My email below responds to your request for new creative solutions to the plight of the new poor.

At the Kallah this past summer, I had the pleasure of studying with you and introducing you to Houses for Change, the national campaign I created to address this critical issue. I would be thrilled if you shared Houses for Change with your readers.

In the past 14 months, more than 17,000 kids throughout the country have created their own Houses for Change collection boxes.  Imagine the impact if thousands more families created their own Houses for Change boxes as a result of learning about this project through your Shalom Center network.

Keep up the great work you are doing.

Mark Wasseman
Creator and Coordinator
Houses for Change

Houses for Change is a national campaign to engage communities in the plight of the new poor–-hunger, homelessness and aloneness. It is a grassroots educational crafts project, inspired by the Jewish tradition of the tzedakah box.

Using arts supplies and their imagination, participants decorate pre-ordered Houses for Change boxes to look like houses, take their boxes home and in the following weeks fill them with loose change. On a selected date, families bring their filled boxes back to the organization that arranges the project for a communal donation to any homeless organization, food bank or related charity.

Houses for Change is sponsored by Family Promise, a non-profit organization that mobilizes communities to help homeless and low-income families. In the past 14 months, more than 17,000 kids in over 125 cities have created their own unique Houses for Change boxes.

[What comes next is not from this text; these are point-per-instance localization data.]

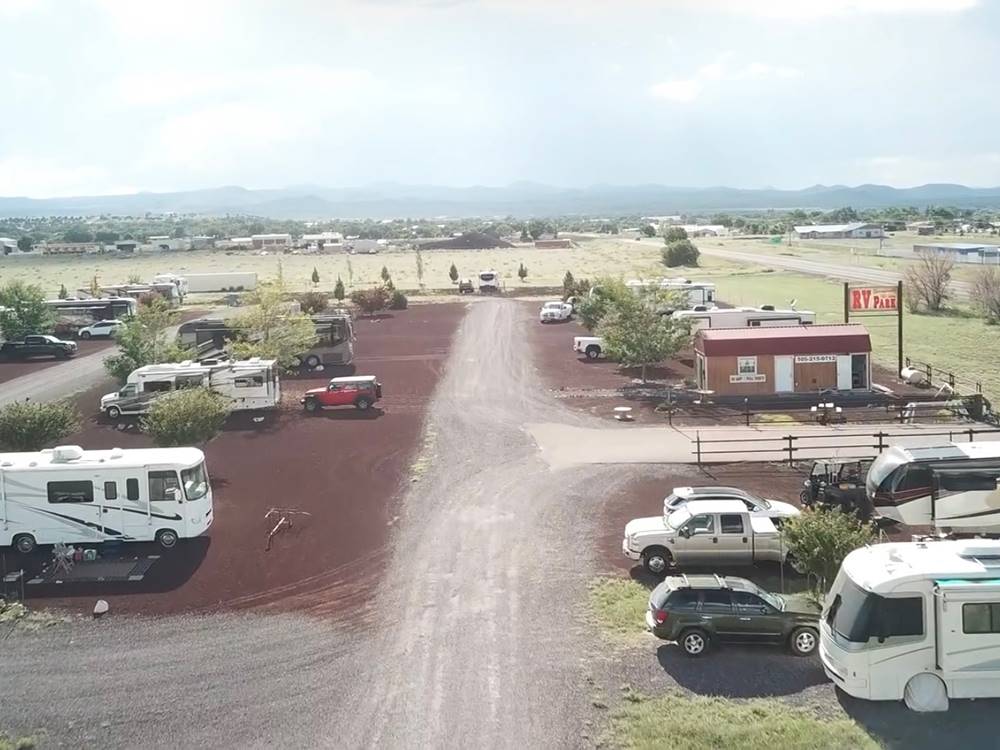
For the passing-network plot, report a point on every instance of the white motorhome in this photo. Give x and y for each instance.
(744, 317)
(249, 384)
(69, 495)
(917, 621)
(951, 486)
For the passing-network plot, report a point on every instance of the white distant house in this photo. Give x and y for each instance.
(856, 231)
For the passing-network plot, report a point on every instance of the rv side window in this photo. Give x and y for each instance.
(981, 618)
(159, 483)
(71, 492)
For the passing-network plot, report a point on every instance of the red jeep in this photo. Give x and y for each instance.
(360, 391)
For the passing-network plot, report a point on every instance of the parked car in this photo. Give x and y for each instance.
(591, 346)
(773, 509)
(102, 328)
(553, 312)
(38, 346)
(700, 611)
(359, 391)
(716, 532)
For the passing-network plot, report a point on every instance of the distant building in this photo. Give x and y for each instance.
(856, 231)
(962, 252)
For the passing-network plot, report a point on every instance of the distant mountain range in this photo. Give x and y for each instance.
(521, 199)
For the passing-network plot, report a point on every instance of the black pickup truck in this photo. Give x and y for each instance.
(37, 346)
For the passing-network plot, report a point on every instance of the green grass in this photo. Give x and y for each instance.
(684, 722)
(619, 608)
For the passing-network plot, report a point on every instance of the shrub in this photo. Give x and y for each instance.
(31, 425)
(192, 416)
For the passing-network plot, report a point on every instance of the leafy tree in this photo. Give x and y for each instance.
(31, 426)
(191, 416)
(371, 301)
(25, 311)
(270, 331)
(680, 253)
(819, 540)
(637, 335)
(145, 340)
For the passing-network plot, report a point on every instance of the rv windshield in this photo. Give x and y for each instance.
(195, 482)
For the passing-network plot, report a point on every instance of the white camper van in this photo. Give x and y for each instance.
(73, 496)
(917, 621)
(249, 384)
(951, 486)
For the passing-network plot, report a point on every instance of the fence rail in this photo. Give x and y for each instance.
(789, 445)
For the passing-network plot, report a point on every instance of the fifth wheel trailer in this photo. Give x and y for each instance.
(69, 495)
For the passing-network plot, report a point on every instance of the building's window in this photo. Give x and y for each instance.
(71, 492)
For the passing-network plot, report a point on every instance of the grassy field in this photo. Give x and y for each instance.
(683, 722)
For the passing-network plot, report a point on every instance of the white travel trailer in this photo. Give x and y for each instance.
(249, 384)
(951, 486)
(744, 317)
(69, 495)
(917, 621)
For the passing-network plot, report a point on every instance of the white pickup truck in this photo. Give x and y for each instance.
(703, 532)
(591, 346)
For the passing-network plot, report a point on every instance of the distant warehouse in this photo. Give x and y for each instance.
(962, 252)
(858, 231)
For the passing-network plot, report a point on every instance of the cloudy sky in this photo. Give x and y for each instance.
(107, 96)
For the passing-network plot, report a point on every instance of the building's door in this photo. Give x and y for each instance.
(784, 374)
(844, 373)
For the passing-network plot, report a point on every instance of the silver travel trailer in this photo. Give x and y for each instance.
(72, 496)
(951, 486)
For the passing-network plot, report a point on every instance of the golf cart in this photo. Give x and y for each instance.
(838, 482)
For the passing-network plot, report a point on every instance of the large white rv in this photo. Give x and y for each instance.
(73, 496)
(952, 486)
(917, 621)
(744, 317)
(249, 384)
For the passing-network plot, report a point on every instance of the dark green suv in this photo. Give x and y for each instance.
(700, 610)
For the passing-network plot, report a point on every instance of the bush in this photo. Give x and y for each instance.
(398, 300)
(313, 302)
(192, 416)
(680, 253)
(31, 425)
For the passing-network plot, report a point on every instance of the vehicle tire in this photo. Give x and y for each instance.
(166, 538)
(694, 642)
(803, 641)
(24, 543)
(656, 561)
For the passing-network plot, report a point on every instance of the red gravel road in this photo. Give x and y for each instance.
(342, 467)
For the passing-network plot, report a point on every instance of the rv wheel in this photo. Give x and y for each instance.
(166, 538)
(24, 543)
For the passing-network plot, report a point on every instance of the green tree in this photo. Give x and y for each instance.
(680, 253)
(637, 335)
(191, 416)
(819, 540)
(33, 425)
(24, 310)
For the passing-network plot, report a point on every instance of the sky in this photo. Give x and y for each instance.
(118, 96)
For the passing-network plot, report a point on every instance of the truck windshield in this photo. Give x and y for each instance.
(195, 482)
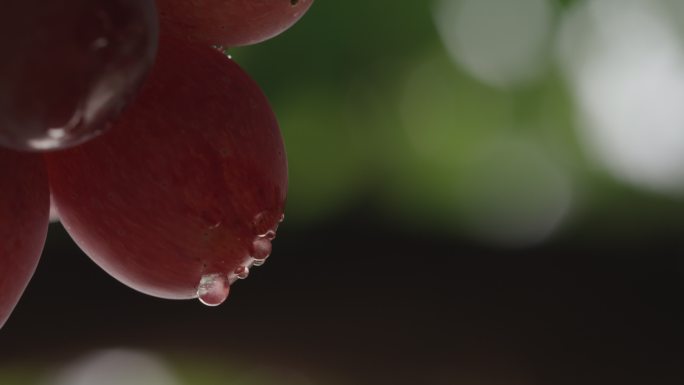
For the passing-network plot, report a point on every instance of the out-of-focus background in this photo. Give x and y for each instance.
(483, 192)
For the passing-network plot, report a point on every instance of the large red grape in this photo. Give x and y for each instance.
(69, 67)
(24, 207)
(230, 22)
(188, 187)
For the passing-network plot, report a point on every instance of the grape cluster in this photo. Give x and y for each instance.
(161, 156)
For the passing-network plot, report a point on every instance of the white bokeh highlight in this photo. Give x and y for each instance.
(624, 60)
(503, 43)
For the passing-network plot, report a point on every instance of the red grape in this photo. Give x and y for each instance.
(230, 22)
(189, 184)
(69, 67)
(24, 207)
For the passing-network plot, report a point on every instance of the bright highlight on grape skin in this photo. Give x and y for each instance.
(70, 67)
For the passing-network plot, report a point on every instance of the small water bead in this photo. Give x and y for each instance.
(270, 235)
(213, 289)
(242, 272)
(259, 262)
(261, 248)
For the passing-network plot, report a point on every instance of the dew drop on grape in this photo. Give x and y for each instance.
(213, 289)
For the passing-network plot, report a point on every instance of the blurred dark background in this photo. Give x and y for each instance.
(483, 192)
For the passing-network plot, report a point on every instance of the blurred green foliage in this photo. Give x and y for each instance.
(373, 109)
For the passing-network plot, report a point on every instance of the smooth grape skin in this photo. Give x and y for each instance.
(230, 23)
(185, 180)
(69, 67)
(24, 208)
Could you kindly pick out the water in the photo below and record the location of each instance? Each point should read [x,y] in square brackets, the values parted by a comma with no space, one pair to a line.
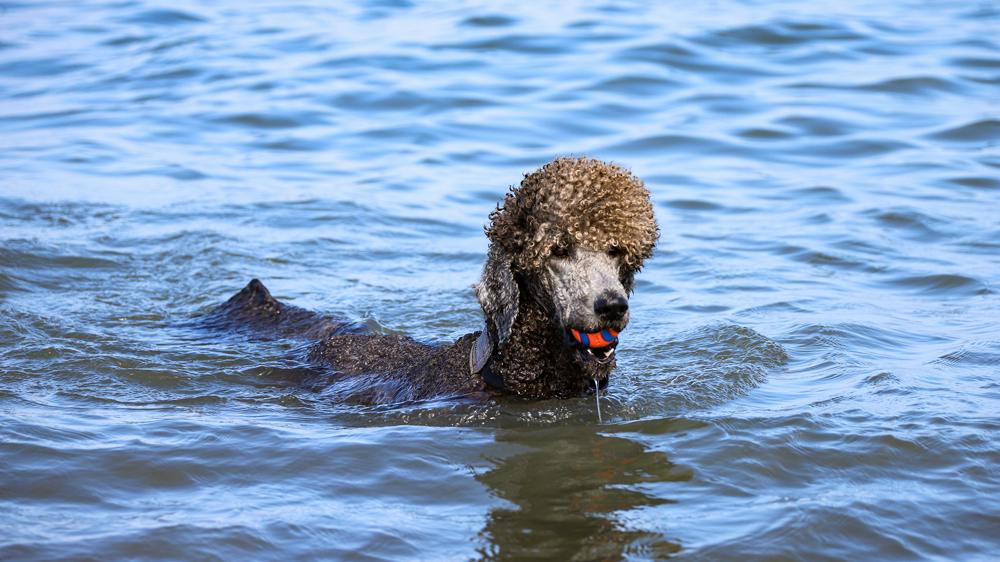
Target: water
[812,367]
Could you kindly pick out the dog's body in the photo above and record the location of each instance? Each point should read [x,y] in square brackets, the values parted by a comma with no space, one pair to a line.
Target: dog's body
[564,249]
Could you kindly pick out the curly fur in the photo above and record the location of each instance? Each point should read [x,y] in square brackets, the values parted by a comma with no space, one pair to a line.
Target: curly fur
[563,222]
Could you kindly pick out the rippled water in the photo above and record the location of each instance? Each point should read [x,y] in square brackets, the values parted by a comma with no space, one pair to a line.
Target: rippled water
[813,362]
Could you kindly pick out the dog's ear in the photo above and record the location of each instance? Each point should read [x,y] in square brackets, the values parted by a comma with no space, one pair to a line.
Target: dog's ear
[498,294]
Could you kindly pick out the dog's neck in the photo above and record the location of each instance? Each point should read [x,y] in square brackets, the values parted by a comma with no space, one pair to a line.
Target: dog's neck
[535,363]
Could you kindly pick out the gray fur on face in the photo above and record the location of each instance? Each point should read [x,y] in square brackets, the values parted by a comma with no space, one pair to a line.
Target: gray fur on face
[575,283]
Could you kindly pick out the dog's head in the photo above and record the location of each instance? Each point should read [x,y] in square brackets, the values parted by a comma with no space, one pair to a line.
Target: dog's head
[571,236]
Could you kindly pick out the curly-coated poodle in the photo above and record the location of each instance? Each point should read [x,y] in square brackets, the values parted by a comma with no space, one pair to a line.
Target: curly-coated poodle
[564,249]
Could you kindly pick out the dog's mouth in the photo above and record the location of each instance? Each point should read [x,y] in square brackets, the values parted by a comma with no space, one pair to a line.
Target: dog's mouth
[594,346]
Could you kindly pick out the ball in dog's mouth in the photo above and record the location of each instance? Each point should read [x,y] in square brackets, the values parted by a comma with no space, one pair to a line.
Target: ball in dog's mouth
[595,346]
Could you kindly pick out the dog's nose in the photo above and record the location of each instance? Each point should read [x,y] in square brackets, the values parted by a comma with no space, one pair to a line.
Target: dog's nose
[611,306]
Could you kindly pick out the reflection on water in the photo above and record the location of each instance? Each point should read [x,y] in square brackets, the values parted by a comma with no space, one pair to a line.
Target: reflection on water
[571,491]
[811,369]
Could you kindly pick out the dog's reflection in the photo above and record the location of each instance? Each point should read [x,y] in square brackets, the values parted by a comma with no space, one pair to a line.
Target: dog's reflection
[568,489]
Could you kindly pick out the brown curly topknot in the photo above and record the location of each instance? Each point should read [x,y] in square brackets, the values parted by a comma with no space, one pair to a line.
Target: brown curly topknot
[575,202]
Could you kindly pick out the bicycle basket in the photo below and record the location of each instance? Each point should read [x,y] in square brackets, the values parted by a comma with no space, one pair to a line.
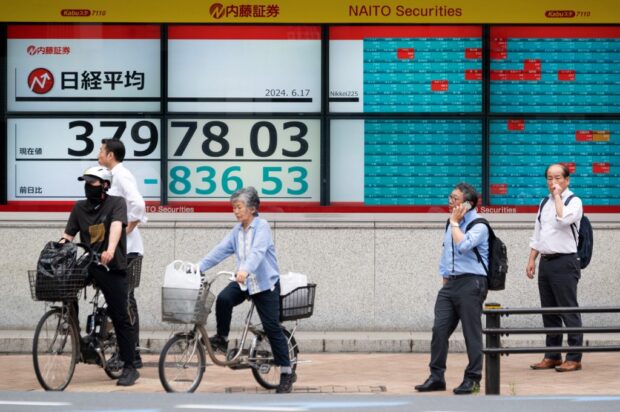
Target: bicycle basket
[186,305]
[298,304]
[134,269]
[61,285]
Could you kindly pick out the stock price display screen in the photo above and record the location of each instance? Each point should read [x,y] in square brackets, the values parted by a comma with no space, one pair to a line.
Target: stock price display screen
[555,69]
[521,149]
[403,162]
[244,69]
[46,156]
[209,159]
[412,69]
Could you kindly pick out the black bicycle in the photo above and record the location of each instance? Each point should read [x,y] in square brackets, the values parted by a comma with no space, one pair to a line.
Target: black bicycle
[57,346]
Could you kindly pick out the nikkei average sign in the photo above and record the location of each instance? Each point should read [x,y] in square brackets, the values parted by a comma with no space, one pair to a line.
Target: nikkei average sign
[57,68]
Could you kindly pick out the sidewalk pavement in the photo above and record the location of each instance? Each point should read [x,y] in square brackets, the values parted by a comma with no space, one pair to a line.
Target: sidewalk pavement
[347,372]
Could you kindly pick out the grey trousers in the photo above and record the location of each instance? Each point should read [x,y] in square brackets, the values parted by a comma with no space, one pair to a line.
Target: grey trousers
[459,300]
[557,285]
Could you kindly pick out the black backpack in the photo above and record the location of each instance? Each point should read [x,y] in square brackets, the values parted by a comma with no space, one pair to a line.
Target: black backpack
[584,237]
[498,257]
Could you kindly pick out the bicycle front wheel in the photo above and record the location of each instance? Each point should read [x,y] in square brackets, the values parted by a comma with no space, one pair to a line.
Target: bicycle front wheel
[182,363]
[55,350]
[264,369]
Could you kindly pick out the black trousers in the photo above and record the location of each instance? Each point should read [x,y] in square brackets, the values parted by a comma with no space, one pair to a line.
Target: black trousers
[557,285]
[113,285]
[459,300]
[133,305]
[267,304]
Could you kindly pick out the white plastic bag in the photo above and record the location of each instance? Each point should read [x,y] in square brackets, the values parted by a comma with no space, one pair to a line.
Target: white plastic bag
[182,275]
[291,281]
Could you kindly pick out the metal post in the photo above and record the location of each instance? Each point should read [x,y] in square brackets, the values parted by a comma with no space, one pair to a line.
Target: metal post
[491,360]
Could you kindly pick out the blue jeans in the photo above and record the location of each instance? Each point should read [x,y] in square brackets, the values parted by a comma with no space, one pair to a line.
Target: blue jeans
[267,304]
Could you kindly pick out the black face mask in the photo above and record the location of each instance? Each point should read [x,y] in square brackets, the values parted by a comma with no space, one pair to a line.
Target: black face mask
[94,194]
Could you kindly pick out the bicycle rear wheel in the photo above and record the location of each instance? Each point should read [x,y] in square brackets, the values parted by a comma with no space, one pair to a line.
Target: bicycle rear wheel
[55,350]
[111,351]
[264,370]
[182,363]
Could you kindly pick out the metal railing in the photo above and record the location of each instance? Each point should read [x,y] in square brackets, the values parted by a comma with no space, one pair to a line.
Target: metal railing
[494,331]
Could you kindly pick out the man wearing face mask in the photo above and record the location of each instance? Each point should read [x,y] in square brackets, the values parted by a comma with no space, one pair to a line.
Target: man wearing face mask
[101,219]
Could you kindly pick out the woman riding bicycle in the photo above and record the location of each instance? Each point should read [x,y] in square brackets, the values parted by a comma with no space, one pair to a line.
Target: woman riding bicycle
[257,275]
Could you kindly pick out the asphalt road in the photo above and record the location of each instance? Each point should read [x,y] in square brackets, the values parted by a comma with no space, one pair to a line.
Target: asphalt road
[140,402]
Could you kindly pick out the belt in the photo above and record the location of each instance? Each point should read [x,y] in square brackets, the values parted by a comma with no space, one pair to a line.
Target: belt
[551,256]
[463,276]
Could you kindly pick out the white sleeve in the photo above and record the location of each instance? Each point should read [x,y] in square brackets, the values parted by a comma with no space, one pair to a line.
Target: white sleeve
[136,209]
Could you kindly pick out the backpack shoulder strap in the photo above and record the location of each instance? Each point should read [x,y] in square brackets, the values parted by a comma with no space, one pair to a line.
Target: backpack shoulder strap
[542,204]
[573,226]
[491,233]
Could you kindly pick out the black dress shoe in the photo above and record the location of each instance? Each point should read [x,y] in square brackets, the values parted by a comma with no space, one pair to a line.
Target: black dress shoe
[430,385]
[467,387]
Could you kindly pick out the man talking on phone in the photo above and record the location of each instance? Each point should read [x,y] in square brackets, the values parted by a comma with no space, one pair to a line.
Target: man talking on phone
[463,291]
[559,269]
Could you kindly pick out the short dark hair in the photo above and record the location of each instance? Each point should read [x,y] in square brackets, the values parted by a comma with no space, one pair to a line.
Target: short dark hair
[469,193]
[565,170]
[116,147]
[247,195]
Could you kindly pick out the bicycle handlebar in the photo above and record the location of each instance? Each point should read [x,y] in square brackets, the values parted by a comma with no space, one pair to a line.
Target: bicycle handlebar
[91,255]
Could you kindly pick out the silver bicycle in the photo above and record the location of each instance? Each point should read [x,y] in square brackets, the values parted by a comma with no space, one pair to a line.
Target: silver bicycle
[183,360]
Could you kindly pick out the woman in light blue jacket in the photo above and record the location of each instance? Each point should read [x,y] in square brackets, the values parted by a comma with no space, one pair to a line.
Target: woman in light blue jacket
[257,275]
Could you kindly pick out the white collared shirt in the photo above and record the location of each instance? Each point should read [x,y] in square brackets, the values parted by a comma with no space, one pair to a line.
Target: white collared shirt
[125,186]
[553,234]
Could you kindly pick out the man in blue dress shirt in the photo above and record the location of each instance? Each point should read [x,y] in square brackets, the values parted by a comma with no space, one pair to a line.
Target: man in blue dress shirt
[463,292]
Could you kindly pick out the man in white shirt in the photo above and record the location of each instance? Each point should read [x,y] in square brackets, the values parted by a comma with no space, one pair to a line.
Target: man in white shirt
[111,155]
[559,269]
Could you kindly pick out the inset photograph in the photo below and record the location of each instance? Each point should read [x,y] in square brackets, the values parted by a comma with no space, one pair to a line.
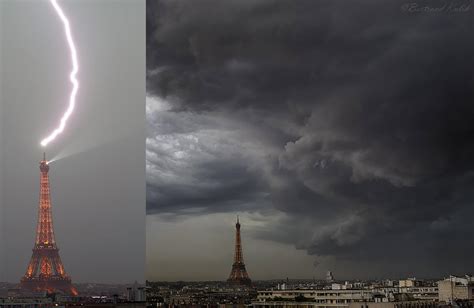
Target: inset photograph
[309,153]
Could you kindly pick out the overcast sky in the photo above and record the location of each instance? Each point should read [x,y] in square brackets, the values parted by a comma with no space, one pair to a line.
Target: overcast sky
[98,185]
[341,132]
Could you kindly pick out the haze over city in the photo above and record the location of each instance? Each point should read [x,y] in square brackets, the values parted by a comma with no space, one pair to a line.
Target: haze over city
[340,132]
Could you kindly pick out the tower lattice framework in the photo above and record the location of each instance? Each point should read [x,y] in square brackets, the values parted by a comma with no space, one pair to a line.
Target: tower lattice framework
[45,271]
[238,274]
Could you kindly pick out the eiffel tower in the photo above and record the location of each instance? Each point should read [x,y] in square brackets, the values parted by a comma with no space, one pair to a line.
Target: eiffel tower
[239,274]
[45,271]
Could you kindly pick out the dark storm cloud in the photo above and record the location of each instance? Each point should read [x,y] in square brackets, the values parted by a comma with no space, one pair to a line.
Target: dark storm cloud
[365,111]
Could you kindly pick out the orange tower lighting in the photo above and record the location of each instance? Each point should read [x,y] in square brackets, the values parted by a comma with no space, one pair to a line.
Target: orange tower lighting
[238,274]
[45,271]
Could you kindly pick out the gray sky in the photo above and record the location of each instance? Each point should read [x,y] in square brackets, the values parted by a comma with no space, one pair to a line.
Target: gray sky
[341,131]
[98,185]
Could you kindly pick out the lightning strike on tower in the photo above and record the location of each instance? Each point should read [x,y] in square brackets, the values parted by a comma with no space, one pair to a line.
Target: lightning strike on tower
[72,76]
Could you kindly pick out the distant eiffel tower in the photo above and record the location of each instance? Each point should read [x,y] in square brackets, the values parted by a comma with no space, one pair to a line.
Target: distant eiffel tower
[239,274]
[45,271]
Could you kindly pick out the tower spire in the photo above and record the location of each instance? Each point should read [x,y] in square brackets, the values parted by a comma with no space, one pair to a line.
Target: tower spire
[45,271]
[238,274]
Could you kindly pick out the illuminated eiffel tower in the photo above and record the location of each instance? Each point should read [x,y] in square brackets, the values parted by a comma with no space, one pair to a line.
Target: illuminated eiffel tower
[238,274]
[45,271]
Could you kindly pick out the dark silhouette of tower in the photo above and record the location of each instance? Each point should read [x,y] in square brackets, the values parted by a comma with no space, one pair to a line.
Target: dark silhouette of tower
[239,274]
[45,271]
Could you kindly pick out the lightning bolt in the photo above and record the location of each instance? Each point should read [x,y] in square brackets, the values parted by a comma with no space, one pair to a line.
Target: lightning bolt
[72,76]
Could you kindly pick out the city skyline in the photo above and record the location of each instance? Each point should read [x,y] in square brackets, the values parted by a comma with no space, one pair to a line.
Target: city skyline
[340,132]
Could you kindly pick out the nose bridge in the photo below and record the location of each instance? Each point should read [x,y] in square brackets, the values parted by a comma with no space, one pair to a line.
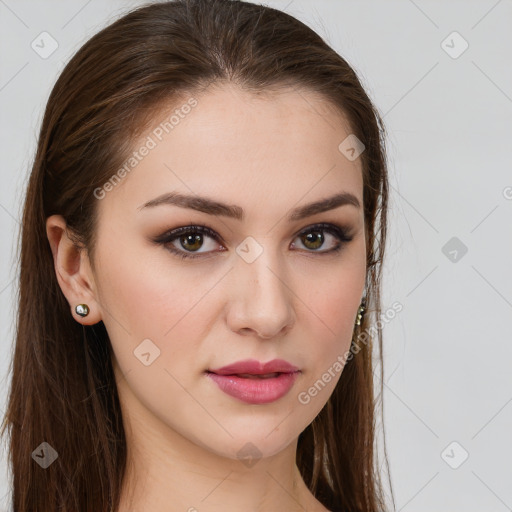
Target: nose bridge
[264,298]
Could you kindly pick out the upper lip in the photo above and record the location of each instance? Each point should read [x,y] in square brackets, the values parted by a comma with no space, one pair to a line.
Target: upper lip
[254,367]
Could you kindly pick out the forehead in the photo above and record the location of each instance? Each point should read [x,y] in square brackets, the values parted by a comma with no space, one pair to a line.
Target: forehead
[258,150]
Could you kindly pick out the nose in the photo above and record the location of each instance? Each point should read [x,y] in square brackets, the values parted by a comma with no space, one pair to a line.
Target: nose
[262,300]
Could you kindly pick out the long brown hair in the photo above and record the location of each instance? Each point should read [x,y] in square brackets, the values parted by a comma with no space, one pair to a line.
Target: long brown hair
[63,390]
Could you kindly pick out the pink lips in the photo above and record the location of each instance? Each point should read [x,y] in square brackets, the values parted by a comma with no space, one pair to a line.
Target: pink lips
[239,380]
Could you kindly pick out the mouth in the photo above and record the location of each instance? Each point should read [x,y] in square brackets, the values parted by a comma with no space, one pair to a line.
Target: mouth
[253,388]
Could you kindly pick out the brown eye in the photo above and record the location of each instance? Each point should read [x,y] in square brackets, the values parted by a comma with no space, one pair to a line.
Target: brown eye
[313,240]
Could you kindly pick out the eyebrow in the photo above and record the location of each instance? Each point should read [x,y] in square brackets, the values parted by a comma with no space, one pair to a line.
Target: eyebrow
[212,207]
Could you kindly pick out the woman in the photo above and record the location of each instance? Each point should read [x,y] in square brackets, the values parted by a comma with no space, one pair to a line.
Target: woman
[202,241]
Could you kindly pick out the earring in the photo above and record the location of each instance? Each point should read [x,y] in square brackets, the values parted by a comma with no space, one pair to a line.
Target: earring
[360,313]
[82,309]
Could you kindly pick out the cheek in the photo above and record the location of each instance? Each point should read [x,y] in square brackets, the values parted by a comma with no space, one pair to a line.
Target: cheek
[158,301]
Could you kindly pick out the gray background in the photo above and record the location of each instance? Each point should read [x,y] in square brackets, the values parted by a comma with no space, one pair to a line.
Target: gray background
[448,352]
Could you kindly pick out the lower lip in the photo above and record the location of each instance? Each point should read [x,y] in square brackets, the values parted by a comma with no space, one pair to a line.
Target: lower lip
[255,391]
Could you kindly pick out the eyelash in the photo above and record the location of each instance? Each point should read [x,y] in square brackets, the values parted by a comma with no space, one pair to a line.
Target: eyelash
[169,236]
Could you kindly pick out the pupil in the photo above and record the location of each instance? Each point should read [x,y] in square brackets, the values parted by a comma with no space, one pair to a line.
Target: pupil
[192,239]
[310,237]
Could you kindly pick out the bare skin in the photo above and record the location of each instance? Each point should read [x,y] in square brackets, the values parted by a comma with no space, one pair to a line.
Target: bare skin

On the website www.familypromise.org/housesforchange there are details about how to organize this project and an online store to order the inexpensive, undecorated Houses for Change boxes.


Please make sure to share a link to the wonderful congregation work already underway with Interfaith Worker Justice, headed by Paul Sherry in the DC office entitled “Unemployment and the Economic Crisis Toolkit.” Their staff may be able to offer tidbits about other Jewish congregations already engaged in this work.

Resources can be found at http://www.iwj.org/template/page.cfm?id=201 including a congregation tool kit, a guide to rights for unemployed people, reflection piece and prayer.


My Conservative synagogue has never turned anyone away from membership or Hebrew school or High Holiday services because of insufficient funds, and among my out-of-town friends, none of their synagogues has done so either that I know of. (We have one impecunious long-time member who is disabled and living solely on social security disability, and we put her at zero dues, but she said she wants to feel she is contributing something, so we upped her dues to $5 annually.)

Any shul that does not have this policy is a disgrace, a hillul Hashem [hollowing-out of the life in God’s Name, leaving only the lifeless bark pretending to be sacred].